You are viewing a plain text version of this content. The canonical link for it is here.

Posted to user@spark.apache.org by Michael Albert <m_...@yahoo.com.INVALID> on 2015/03/20 23:41:16 UTC

How to check that a dataset is sorted after it has been written out?

Greetings!
I sorted a dataset in Spark and then wrote it out in avro/parquet.
Then I wanted to check that it was sorted.
It looks like each partition has been sorted, but when reading in, the first "partition" (i.e., as seen in the partition index of mapPartitionsWithIndex) is not the same  as implied by the names of the parquet files (even when the number of partitions is the same in therdd which was read as on disk).
If I "take()" a few hundred values, they are sorted, but they are *not* the same as if I explicitly open "part-r-00000.parquet" and take values from that.
It seems that when opening the rdd, the "partitions" of the rdd are not in the sameorder as implied by the data on disk (i.e., "part-r-00000.parquet, part-r-00001.parquet, etc).
So, how might one read the data so that one maintains the sort order?
And while on the subject, after the "terasort", how did they check that the data was actually sorted correctly? (or did they :-) ? ).
Is there any way to read the data back in so as to preserve the sort, or do I need to "zipWithIndex" before writing it out, and write the index at that time? (I haven't tried the latter yet).
Thanks!-Mike

Re: How to check that a dataset is sorted after it has been written out?

Posted by Akhil Das <ak...@sigmoidanalytics.com>.

One approach would be to repartition the whole data into 1 (costly
operation though, but will give you a single file).
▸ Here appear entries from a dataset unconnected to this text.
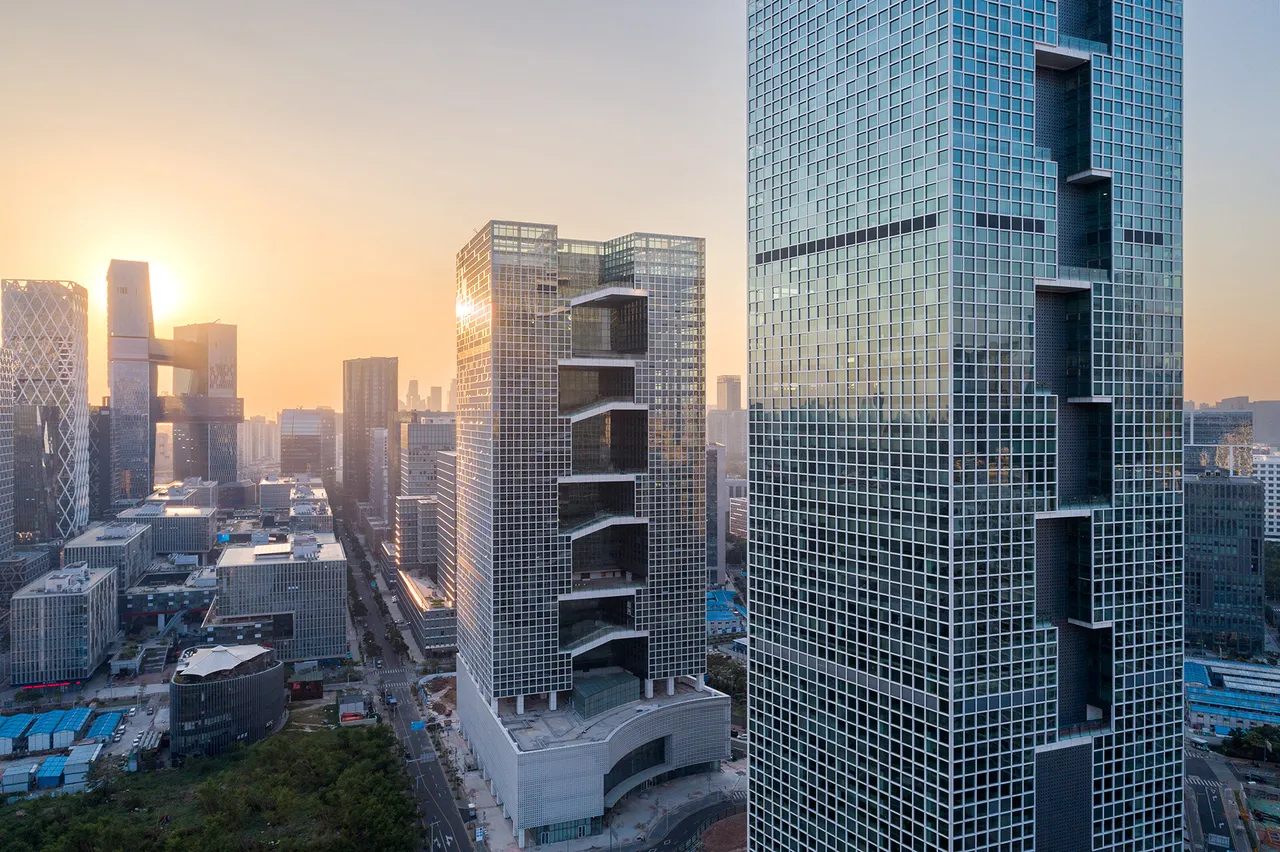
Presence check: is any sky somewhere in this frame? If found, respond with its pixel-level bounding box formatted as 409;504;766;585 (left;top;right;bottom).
0;0;1280;414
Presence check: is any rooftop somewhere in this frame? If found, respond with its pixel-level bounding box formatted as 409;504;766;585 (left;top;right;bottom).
173;645;271;683
499;678;721;751
13;562;115;597
218;532;347;568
Also, You could try
using zipWithIndex before writing it out.

Thanks
Best Regards

On Sat, Mar 21, 2015 at 4:11 AM, Michael Albert <
m_albert137@yahoo.com.invalid> wrote:

> Greetings!
>
> I sorted a dataset in Spark and then wrote it out in avro/parquet.
>
> Then I wanted to check that it was sorted.
>
> It looks like each partition has been sorted, but when reading in, the
> first "partition" (i.e., as
> seen in the partition index of mapPartitionsWithIndex) is not the same  as
> implied by
> the names of the parquet files (even when the number of partitions is the
> same in the
> rdd which was read as on disk).
>
> If I "take()" a few hundred values, they are sorted, but they are *not*
> the same as if I
> explicitly open "part-r-00000.parquet" and take values from that.
>
> It seems that when opening the rdd, the "partitions" of the rdd are not in
> the same
> order as implied by the data on disk (i.e., "part-r-00000.parquet,
> part-r-00001.parquet, etc).
>
> So, how might one read the data so that one maintains the sort order?
>
> And while on the subject, after the "terasort", how did they check that
> the
> data was actually sorted correctly? (or did they :-) ? ).
>
> Is there any way to read the data back in so as to preserve the sort, or
> do I need to
> "zipWithIndex" before writing it out, and write the index at that time? (I
> haven't tried the
> latter yet).
>
> Thanks!
> -Mike
>
>

Re: How to check that a dataset is sorted after it has been written out?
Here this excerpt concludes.